だからと言って、「相手の言い分に全部賛同してください」と言っているわけではありません。コーチングでは、「受容」を頻繁に使います。「賛同」と「受容」は違います。「賛同」とは、「そうだね! その通りだと思うよ」と相手の意見に賛成することですが、「受容」は、「そう思ったんだね」「そんなことがあったんだね」と、相手が言ったことをただ受けとめるだけです。
高校生との就職カウンセリングの場で、将来、何をしたいのかまったく答えられない生徒にこんな質問をしたことがあります。
「じゃあ、何でもやれるとしたら、何をやりたい?」
「何でも良いんだったら? ……一生遊んで暮らしたい」
たしかに、この答えに、「それは良いことだね!」と賛同することは、就職カウンセラーとしてはできません。でも、「一生遊んで暮らしたいって思ってるんだね」と、相手が言ったことをいったん受けとめることはできます。それはダメ、それは良いと評価をせず、ただ受けとめるだけです。

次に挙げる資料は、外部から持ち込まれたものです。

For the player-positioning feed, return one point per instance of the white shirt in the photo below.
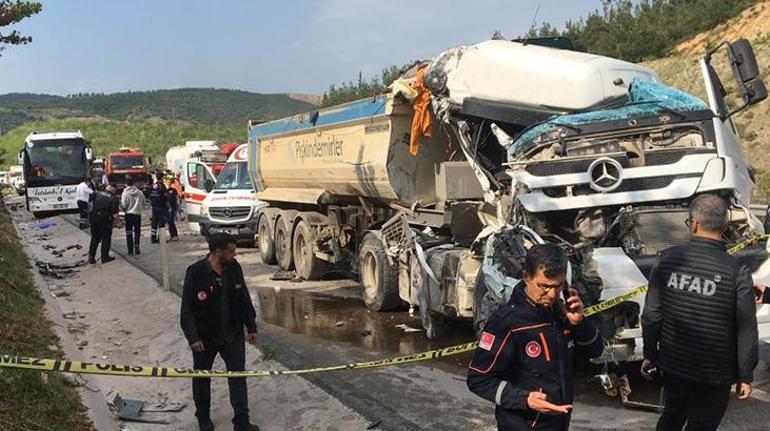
(83, 192)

そして、受容のあとに、
「たとえば、どんなことをして遊びたいの?」
と、質問を繰り返します。
「わかんない」
「わかんないんだ(受容)。こんなことができたら良いなって思うことないかな?(質問)」
「ゲーム……」
「ゲームね(受容)。どんなゲーム?(質問)」
こんな感じです。
「ほかには何したい? ゲームのほかに何かない?」
受容しながら質問を繰り返すうちに、
「やっぱ、遊んでばっかじゃダメっすよね」
と相手が自分で考え始めました。
「わからない」という答えがあってもOKです。「わからないんだね」といったん受容してあげてください。場合によっては、日を置いて、また同じ質問を繰り返してみてください。その繰り返しの中で、何を言っても受けとってもらえると思えば、しだいに自分で考える習慣がついてきます。
こちらの「答え」は手放す
「子どもに質問をして答えを引き出せても、わたしが思っているような答えではなく、自分の都合の良いような答えをします。それを認めてもよいのでしょうか?」という質問をいただくこともあります。たいへん恐縮なのですが、こんなふうに思っていらっしゃる限り、お子さんはやる気になれないと思います。

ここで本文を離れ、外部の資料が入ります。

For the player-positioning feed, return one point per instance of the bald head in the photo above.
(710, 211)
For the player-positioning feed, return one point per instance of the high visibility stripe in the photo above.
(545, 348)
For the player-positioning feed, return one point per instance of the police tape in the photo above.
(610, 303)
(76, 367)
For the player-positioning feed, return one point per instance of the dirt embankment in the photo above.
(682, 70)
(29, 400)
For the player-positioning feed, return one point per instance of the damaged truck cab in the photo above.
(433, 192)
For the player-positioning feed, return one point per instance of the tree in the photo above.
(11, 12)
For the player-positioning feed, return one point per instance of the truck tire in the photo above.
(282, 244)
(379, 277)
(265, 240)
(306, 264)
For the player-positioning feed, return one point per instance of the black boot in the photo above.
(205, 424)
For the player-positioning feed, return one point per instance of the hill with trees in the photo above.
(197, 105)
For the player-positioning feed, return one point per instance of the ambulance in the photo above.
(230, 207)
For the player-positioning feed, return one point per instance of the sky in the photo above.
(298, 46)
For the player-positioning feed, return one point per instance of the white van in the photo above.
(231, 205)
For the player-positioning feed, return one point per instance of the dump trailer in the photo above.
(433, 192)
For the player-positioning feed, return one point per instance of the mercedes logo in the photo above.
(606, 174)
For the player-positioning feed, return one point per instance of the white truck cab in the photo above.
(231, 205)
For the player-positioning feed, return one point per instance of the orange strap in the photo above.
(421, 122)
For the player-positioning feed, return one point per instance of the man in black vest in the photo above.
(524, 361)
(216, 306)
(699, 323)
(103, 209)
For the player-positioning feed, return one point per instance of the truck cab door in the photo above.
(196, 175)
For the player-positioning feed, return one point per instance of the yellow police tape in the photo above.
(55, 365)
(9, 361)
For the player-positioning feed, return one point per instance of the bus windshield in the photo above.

「わたしが思っているような答えでないとダメ」、つまり、「自分の思い通りに子どもを動かしたい」と思っている時点で、お子さんは、「じゃあ、いちいち質問するなよ」と思ってしまいます。大人でも、こちらの気持ちを受けとらないまま、ただ、自分の思い通りにさせようとする人の言うことなど、聞く気になれないでしょう。
認めるのではなく、こんな時も、まず受容です。そして、こちらが、自分の答えを持たないで質問します。「そうか、そう考えたんだね。それをするとどうなるのかな?」などです。どうか、お子さんの前進のために、「わからない」「めんどうくさい」で、大人もすぐにあきらめないでいただきたいなと思います。